Учили нас в школе письму, чтению, четырем правилам арифметики, начаткам географии и закону Божьему, то есть молитвам на разные случаи жизни, названиям праздников, предметов богослужения и предметов одеяний церковнослужителей. Учили читать церковные книги и выучивать наизусть молитвы обязательно на церковнославянском языке, для чего нам выдали даже специальные словарики. Из такого словарика я помню первые два слова: аз — я, алектор — петух.
Первые дни и недели моего учения в школе вспоминаются мне как время мучительной тревоги за мать. Она совсем уже не вставала с постели. Ей было очень тяжело, и мне казалось, что, когда меня не будет дома, она умрет. А если я буду дома, я не подпущу к ней смерть. Поэтому в школу я по утрам уходил с большой неохотой и с гнетущим чувством близкой беды. То, что объясняли нам на первых порах, я уже знал и слушал невнимательно. Всеми мыслями я был с матерью. Вдруг мне представлялось, что вот сейчас, сию минуту она кончается и я больше никогда не увижу ее живую. К моему горлу подступал ком, глаза застилали слезы, и мое неудержимое рыдание оглашало класс.
— Что с тобой, что с тобой? — взволнованно спрашивал меня учитель, который хорошо знал причину моего отчаяния.
— Ма… ма… маменька умирает… — сквозь душившие меня слезы говорил я. Учитель как мог старался меня утешить и отпускал домой.
Придя домой и видя, что мать жива, я успокаивался, но тревога не покидала меня, и я не хотел даже уходить на улицу погулять.
Такие взрывы отчаяния, заставлявшие меня уходить из школы, повторялись несколько раз. Всем было ясно, что развязка близка.
Это понимала и сама больная. В одно из воскресений незадолго до смерти она попросила отца собрать всех детей. Все мы — сестра Рая, Петя, я, сестренка Шура и маленький Леня — собрались у постели умирающей. Рядом с нами стоял отец. Мать попросила его подать икону.
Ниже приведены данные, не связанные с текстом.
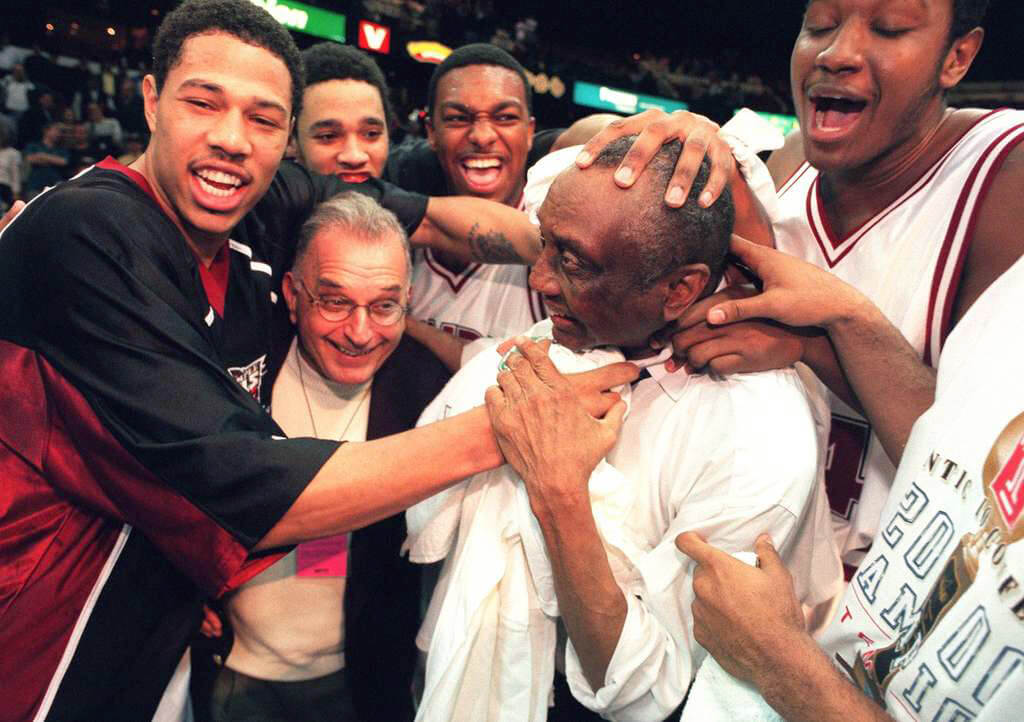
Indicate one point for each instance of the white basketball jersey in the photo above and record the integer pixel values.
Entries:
(907, 259)
(932, 625)
(483, 299)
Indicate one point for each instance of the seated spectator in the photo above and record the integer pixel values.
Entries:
(16, 87)
(307, 643)
(128, 108)
(42, 111)
(47, 161)
(104, 133)
(10, 172)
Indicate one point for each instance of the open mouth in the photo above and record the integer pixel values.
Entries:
(352, 353)
(481, 172)
(218, 183)
(836, 114)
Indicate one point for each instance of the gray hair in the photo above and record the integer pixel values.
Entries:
(357, 214)
(669, 238)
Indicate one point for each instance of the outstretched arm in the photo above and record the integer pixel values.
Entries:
(477, 229)
(555, 453)
(750, 621)
(364, 482)
(894, 387)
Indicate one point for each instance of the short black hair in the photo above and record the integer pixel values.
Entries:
(669, 238)
(242, 18)
(328, 60)
(477, 54)
(968, 14)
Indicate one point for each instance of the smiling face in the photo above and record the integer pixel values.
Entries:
(340, 265)
(481, 131)
(342, 130)
(219, 128)
(868, 77)
(590, 286)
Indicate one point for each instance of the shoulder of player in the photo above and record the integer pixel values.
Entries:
(738, 406)
(784, 162)
(996, 242)
(91, 203)
(415, 369)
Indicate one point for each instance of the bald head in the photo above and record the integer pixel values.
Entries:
(667, 238)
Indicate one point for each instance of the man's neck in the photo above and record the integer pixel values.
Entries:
(205, 246)
(453, 262)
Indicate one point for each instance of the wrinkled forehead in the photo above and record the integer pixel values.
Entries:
(481, 86)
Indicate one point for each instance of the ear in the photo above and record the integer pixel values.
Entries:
(684, 286)
(150, 97)
(960, 56)
(291, 296)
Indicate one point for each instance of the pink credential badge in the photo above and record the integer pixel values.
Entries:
(1008, 486)
(323, 557)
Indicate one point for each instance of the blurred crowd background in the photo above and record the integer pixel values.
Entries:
(71, 72)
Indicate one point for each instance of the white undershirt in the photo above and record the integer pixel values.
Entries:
(289, 627)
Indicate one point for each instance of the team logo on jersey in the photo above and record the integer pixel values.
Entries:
(847, 455)
(997, 517)
(250, 377)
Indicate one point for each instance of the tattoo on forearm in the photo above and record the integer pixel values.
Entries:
(492, 247)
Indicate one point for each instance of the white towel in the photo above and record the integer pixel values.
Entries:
(718, 696)
(489, 631)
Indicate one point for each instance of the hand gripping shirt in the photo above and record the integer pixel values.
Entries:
(932, 625)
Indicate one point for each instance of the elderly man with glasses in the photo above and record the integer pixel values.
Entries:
(306, 644)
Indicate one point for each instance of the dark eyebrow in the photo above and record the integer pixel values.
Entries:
(219, 90)
(396, 288)
(572, 245)
(335, 123)
(501, 105)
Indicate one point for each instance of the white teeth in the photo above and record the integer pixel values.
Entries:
(214, 190)
(217, 176)
(481, 163)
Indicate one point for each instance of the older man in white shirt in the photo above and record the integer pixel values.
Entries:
(732, 458)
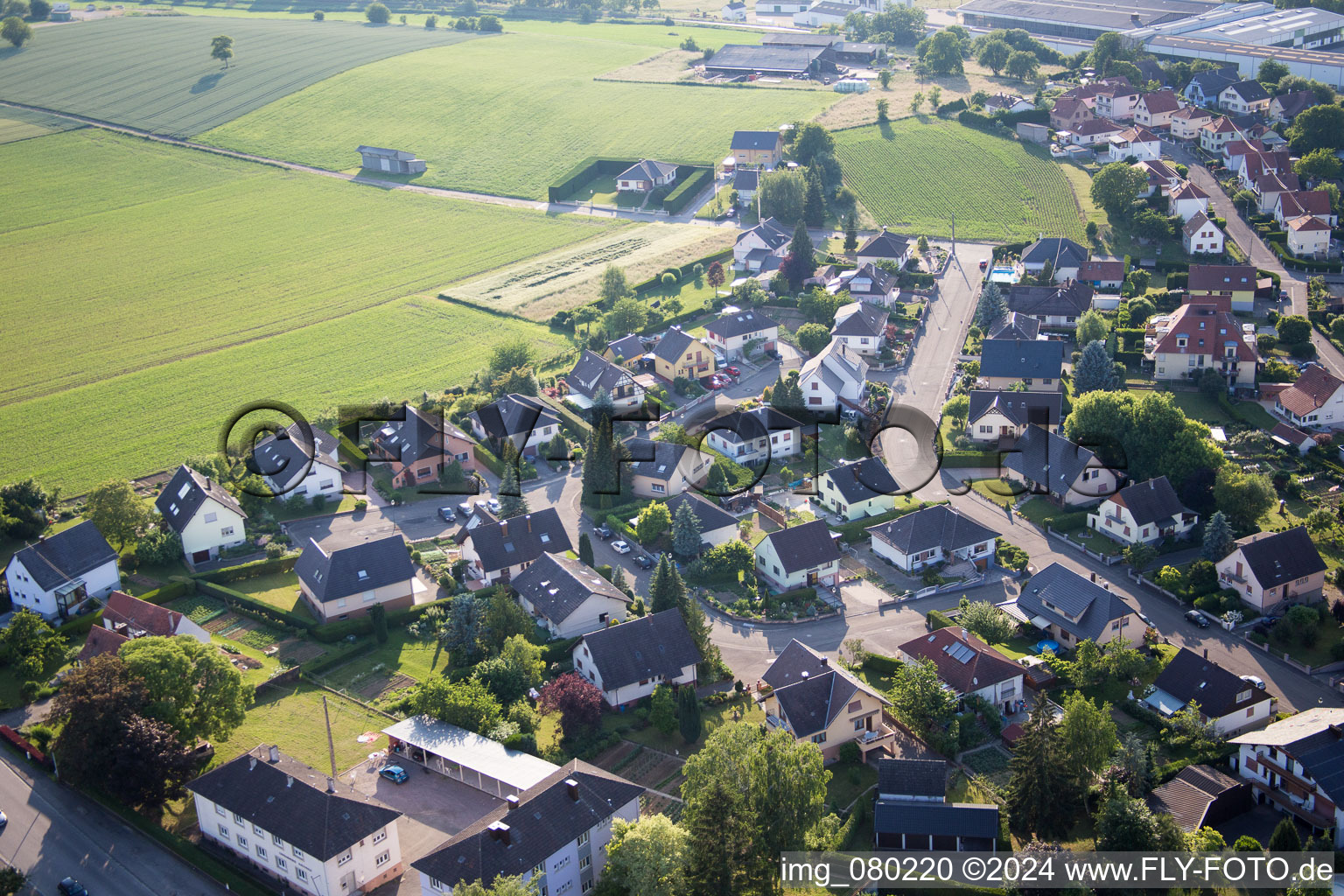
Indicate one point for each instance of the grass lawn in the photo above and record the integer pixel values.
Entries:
(913, 175)
(137, 230)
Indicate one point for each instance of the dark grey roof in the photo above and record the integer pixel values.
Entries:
(1018, 358)
(1058, 251)
(547, 817)
(935, 527)
(1281, 556)
(514, 414)
(290, 800)
(1015, 326)
(556, 586)
(865, 320)
(1081, 606)
(863, 480)
(711, 516)
(1193, 679)
(186, 492)
(521, 539)
(1068, 298)
(1042, 409)
(65, 556)
(354, 570)
(594, 373)
(1151, 501)
(940, 820)
(1048, 459)
(640, 649)
(802, 547)
(913, 777)
(754, 138)
(739, 323)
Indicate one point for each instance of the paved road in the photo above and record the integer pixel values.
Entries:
(55, 832)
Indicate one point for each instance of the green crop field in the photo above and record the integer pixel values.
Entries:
(914, 175)
(156, 73)
(515, 113)
(153, 303)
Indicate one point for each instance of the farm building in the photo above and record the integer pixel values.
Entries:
(393, 161)
(463, 755)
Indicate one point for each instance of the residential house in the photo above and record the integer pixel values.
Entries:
(346, 582)
(1225, 699)
(759, 148)
(1296, 765)
(767, 240)
(717, 526)
(1002, 416)
(1186, 122)
(1188, 200)
(732, 332)
(295, 462)
(1200, 235)
(1314, 401)
(300, 826)
(930, 536)
(885, 246)
(968, 667)
(1270, 569)
(628, 662)
(1135, 143)
(754, 437)
(1038, 363)
(646, 176)
(1155, 110)
(1200, 797)
(1199, 338)
(57, 574)
(499, 551)
(1013, 326)
(859, 489)
(663, 469)
(593, 374)
(835, 376)
(1308, 236)
(1143, 514)
(862, 328)
(1234, 284)
(567, 597)
(554, 836)
(1055, 305)
(800, 556)
(1051, 465)
(1070, 609)
(420, 444)
(528, 422)
(1065, 256)
(1243, 98)
(202, 512)
(816, 700)
(679, 354)
(1102, 276)
(1285, 107)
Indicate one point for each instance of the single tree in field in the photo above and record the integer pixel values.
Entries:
(222, 49)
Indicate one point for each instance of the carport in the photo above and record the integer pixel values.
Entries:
(463, 755)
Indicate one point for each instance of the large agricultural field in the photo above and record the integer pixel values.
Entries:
(913, 175)
(512, 115)
(156, 73)
(164, 288)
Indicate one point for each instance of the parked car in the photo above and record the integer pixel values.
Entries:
(394, 773)
(1198, 618)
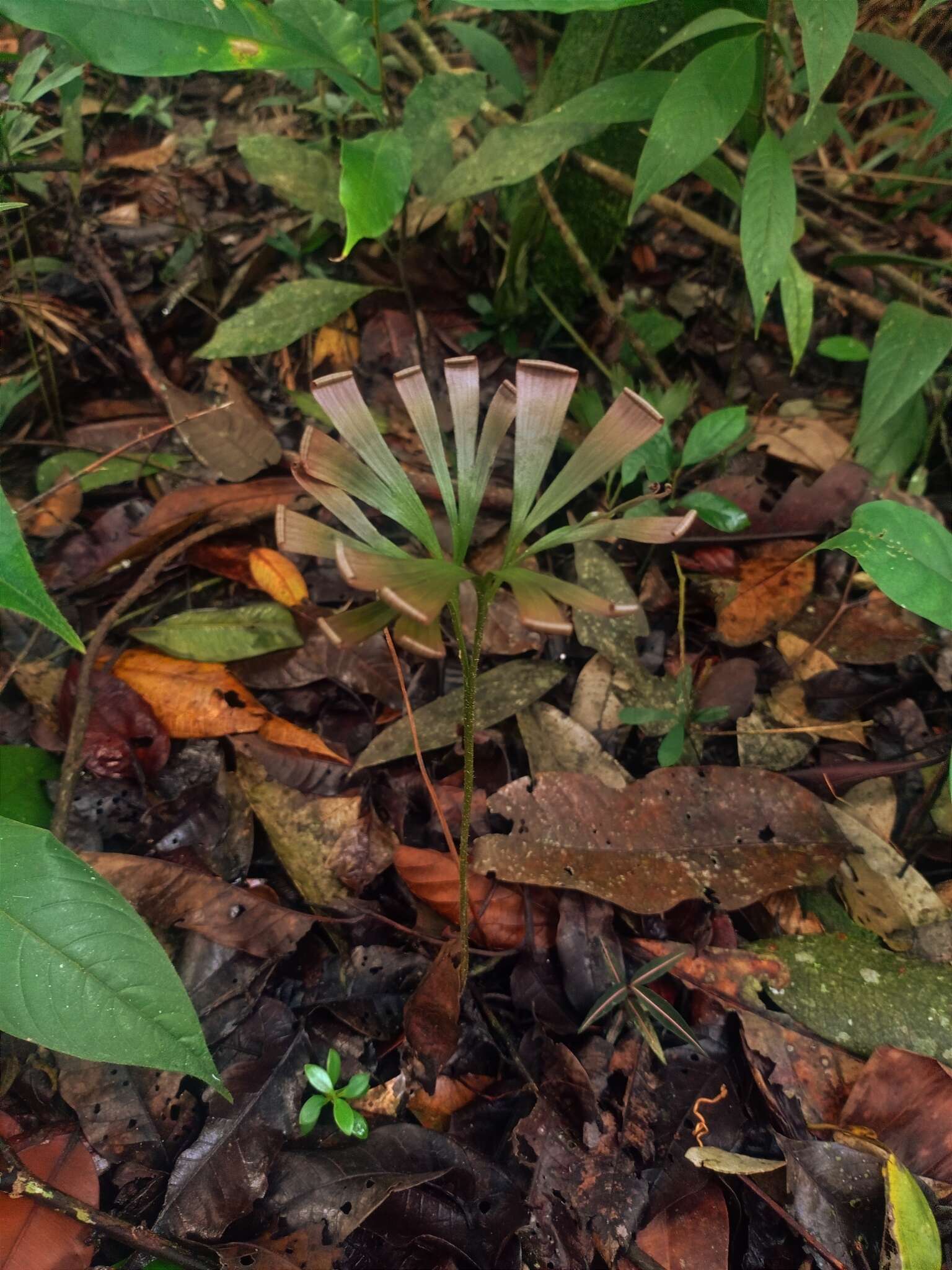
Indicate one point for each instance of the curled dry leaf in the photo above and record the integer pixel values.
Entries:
(33, 1237)
(679, 833)
(499, 911)
(169, 894)
(770, 590)
(122, 733)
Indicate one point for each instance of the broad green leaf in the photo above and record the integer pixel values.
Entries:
(912, 1237)
(499, 693)
(375, 179)
(434, 111)
(299, 174)
(83, 972)
(798, 304)
(907, 553)
(769, 214)
(715, 19)
(716, 511)
(810, 131)
(23, 770)
(827, 27)
(20, 588)
(715, 433)
(491, 55)
(223, 634)
(896, 445)
(697, 113)
(177, 37)
(855, 993)
(513, 154)
(843, 349)
(910, 63)
(113, 471)
(910, 346)
(282, 315)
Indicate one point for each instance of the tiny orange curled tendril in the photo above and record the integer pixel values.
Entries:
(701, 1129)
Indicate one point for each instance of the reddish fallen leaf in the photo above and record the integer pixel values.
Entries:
(173, 895)
(221, 502)
(691, 1233)
(432, 1015)
(33, 1237)
(191, 699)
(907, 1100)
(433, 1110)
(499, 911)
(122, 732)
(679, 833)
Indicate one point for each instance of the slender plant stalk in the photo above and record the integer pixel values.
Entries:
(470, 662)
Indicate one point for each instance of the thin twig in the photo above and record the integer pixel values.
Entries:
(19, 1183)
(73, 758)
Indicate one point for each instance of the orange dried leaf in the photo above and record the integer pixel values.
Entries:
(191, 699)
(275, 574)
(498, 911)
(280, 732)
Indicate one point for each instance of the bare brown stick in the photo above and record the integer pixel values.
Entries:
(19, 1183)
(73, 758)
(596, 285)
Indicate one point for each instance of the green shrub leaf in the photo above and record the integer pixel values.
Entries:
(907, 553)
(769, 214)
(699, 112)
(282, 315)
(910, 346)
(375, 179)
(827, 27)
(83, 972)
(714, 433)
(224, 634)
(20, 588)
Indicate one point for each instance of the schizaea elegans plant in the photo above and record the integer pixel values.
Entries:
(414, 579)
— Дети, — сказала она слабым голосом и долго, не отрываясь, глядела на нас милыми родными глазами, в которых застыло невыразимое страдание, — на все воля Божья, мне очень тяжело. Быть может, я уж и не встану больше. Помолитесь, я вас благословлю…
Мы горячо помолились на образа, потом подошли к ней снова. По очереди вставали перед ней на колени и склоняли голову, а она, полулежа, шептала ласковые слова и каждого благословляла иконой, после чего мы целовали икону, а мать целовала нас в лоб или в щеку.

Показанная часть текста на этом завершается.